Indore temple to pay Rs 2 crore tax penalty for depositing banned notes
The IT department imposed a 77% tax penalty on the total amount deposited by the temple administration after demonetization in November and December 2016. It asked the temple management to deposit Rs 2 crores with the department, said an IT officer.Updated: Dec 09, 2019 19:49 IST
The Income Tax department has issued a notice of Rs 2 crores to the management committee of the 132-year-old Lord Hanuman Temple in Indore for depositing Rs 26 lakh in demonetized currency after the ban in 2016, an official from the IT department said.
The IT department imposed a 77% tax penalty on the total amount deposited by the temple administration after demonetization in November and December 2016. It asked the temple management to deposit Rs 2 crores with the department, said an IT officer, who did not want to be named.
“Since most of the temples, religious trusts and institutions received donations in bulk during demonetization; the IT department scrutinized all such transactions. The deposit of Rs 26 lakh came to light in a scrutiny of transaction that took place in the bank account of the temple which is controlled by the government but not registered under the Income Tax Act 1961, which exempts religious trusts from the tax,” said the officer.

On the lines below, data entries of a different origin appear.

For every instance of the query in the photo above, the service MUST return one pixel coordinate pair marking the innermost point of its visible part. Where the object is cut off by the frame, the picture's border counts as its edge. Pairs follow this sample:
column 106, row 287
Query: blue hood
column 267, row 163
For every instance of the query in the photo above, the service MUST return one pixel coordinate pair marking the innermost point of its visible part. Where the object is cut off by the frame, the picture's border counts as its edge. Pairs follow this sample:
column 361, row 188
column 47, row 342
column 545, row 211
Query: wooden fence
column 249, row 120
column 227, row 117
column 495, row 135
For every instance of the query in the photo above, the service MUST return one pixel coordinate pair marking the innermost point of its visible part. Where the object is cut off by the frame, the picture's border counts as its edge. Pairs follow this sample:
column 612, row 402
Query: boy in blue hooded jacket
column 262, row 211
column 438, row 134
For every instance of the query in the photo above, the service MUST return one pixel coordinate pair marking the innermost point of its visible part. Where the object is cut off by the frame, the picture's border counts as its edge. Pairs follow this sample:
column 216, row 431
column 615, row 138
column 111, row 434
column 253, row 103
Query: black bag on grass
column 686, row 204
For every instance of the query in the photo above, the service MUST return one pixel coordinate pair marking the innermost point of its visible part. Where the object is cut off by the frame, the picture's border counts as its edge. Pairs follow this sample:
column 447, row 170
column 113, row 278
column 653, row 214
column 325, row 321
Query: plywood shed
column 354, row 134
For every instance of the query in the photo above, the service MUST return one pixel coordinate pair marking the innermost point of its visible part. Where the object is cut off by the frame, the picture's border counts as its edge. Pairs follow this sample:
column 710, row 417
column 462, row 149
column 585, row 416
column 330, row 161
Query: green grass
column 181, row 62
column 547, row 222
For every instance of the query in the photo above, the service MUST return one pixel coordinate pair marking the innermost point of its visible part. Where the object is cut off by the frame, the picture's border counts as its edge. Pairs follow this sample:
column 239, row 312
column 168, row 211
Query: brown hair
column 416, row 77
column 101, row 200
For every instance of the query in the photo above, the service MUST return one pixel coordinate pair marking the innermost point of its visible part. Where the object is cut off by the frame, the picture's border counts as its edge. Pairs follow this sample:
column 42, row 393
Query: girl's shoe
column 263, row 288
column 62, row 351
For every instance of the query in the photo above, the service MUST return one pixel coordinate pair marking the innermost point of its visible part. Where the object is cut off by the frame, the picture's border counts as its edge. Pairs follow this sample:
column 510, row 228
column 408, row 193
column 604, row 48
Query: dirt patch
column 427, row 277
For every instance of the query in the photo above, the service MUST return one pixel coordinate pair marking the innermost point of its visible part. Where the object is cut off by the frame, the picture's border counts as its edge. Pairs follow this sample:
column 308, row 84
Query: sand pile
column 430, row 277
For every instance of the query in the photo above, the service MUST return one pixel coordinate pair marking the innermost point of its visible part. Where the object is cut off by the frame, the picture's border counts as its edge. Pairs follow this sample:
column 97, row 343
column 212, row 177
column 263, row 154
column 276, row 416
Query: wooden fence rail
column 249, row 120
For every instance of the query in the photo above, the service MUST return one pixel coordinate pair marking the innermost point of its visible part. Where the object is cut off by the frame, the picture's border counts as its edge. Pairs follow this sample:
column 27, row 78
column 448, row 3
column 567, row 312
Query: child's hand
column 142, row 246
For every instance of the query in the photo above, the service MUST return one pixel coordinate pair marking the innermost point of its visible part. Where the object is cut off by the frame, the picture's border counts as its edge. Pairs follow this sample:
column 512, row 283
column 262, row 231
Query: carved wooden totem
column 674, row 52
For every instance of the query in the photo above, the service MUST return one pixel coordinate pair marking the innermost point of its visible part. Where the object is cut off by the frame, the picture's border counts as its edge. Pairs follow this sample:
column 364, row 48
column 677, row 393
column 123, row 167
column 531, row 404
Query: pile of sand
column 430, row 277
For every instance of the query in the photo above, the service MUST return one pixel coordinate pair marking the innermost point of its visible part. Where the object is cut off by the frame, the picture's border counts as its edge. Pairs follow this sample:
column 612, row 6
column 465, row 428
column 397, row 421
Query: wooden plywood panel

The notice was first served in November 2017 but the temple administration did not reply. The IT department sought a reply from the temple administration till December 13.
Temple manager Deepesh Vyas said, “As the temple was constructed on government land and is under government control, we never paid any taxes. We didn’t find the donation of Rs 26 lakh in two months because the temple received an average donation of about Rs 7-8 lakh every month.”
“When the first notice was served in 2017, we did not reply. Now, we have informed Rau sub-divisional magistrate (SDM), who is the head of the temple administration,” Vyas said.
Rau SDM Ravi Kumar Singh said, “I have received information about the notice recently. I will reply accordingly.”